Une fine silhouette, un débit de mitraillette, des yeux qui pétillent et une force de conviction qui s’impose. On ne s’étonne pas que cette jeune ingénieure des Mines, précise et volontaire, ait réussi à convaincre les financiers d’investir plus de 40 millions d’euros en 2023 dans son entreprise H2air, un producteur d’électricité renouvelable. Des financements «non dilutifs», dit-elle fièrement.

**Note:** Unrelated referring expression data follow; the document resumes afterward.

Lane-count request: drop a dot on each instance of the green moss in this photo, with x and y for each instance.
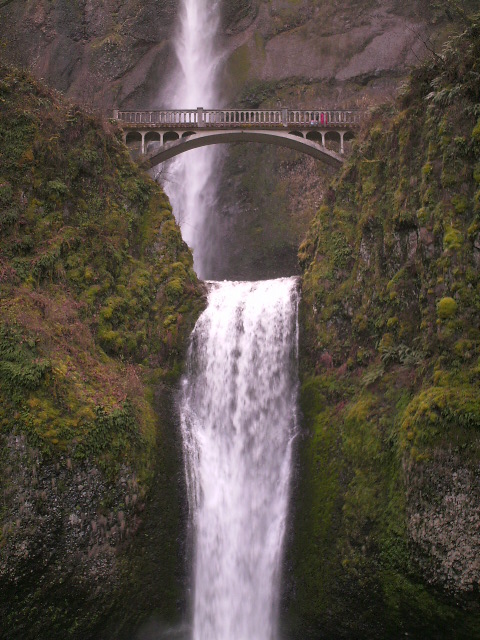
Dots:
(412, 402)
(446, 308)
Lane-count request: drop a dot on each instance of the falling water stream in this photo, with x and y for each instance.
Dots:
(238, 414)
(238, 398)
(191, 185)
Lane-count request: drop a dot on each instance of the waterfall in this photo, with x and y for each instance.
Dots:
(238, 414)
(191, 184)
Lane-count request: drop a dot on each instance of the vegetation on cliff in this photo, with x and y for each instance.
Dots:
(97, 297)
(386, 538)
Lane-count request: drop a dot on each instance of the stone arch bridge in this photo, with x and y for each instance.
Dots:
(161, 135)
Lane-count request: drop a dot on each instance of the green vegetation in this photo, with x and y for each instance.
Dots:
(390, 373)
(97, 298)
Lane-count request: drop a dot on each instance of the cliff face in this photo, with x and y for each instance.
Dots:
(386, 507)
(101, 53)
(334, 54)
(97, 296)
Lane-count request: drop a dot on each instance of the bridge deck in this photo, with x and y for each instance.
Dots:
(239, 118)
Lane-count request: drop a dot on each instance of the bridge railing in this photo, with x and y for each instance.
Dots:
(236, 118)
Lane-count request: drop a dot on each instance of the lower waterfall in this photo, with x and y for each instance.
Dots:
(238, 414)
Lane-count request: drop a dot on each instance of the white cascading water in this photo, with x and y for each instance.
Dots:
(190, 185)
(238, 413)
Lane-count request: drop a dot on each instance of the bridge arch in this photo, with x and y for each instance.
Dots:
(316, 136)
(201, 139)
(170, 136)
(153, 140)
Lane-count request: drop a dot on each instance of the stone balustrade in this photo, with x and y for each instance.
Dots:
(239, 118)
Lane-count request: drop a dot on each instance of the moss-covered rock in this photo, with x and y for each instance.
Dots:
(92, 265)
(385, 530)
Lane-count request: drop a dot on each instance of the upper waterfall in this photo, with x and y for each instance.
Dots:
(191, 186)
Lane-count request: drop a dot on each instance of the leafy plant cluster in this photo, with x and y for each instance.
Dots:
(391, 356)
(97, 289)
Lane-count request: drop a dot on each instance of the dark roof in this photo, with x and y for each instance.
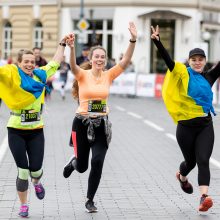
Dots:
(164, 14)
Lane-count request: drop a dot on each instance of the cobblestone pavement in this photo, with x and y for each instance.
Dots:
(138, 181)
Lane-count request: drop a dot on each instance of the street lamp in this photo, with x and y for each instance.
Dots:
(91, 12)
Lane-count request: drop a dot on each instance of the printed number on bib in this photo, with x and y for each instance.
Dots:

Dans cette activité fortement capitalistique et de long terme, puisqu’il s’écoule souvent huit ans entre le début d’un projet de parc éolien ou solaire et sa mise en production, le financement est le nerf de la guerre. Roy Mahfouz, le fondateur de H2air, société créée en 2008, lui a confié, à 29 ans, la direction générale déléguée de l’entreprise, chargée des finances. Aujourd’hui âgée de 32 ans, elle pilote l’entreprise en binôme avec un autre directeur général délégué, lui au développement. Entrée en 2015 dans une entreprise de 15 personnes, elle gère aujourd’hui les finances, l’informatique et les process d’une organisation dont le nombre de collaborateurs a été multiplié par dix.
Dates clés
- 2009 Diplômée de Mines ParisTech
- 2015 Entre chez H2air comme analyste financière
- 2022 Devient directrice générale déléguée de H2air
Après son premier poste d’analyste financière, elle s’attaque au financement des parcs en montant une équipe dédiée, avant de prendre également en main le financement corporate. En réalité, comme elle l’explique, elle a longtemps été «couteau suisse». «Je montais le business plan des projets, rencontrais les investisseurs, construisais le réseau des auditeurs et avocats, négociais les contrats de fournitures de turbines…» Une situation qui n’est pas pour lui déplaire, elle qui a découvert, lors de son année de césure à San Francisco, dans une filiale de Total-Energies, l’effervescence entrepreneuriale de la côte Ouest. Mais aussi la lourdeur des grandes entreprises, et surtout que son destin se jouerait dans les énergies renouvelables.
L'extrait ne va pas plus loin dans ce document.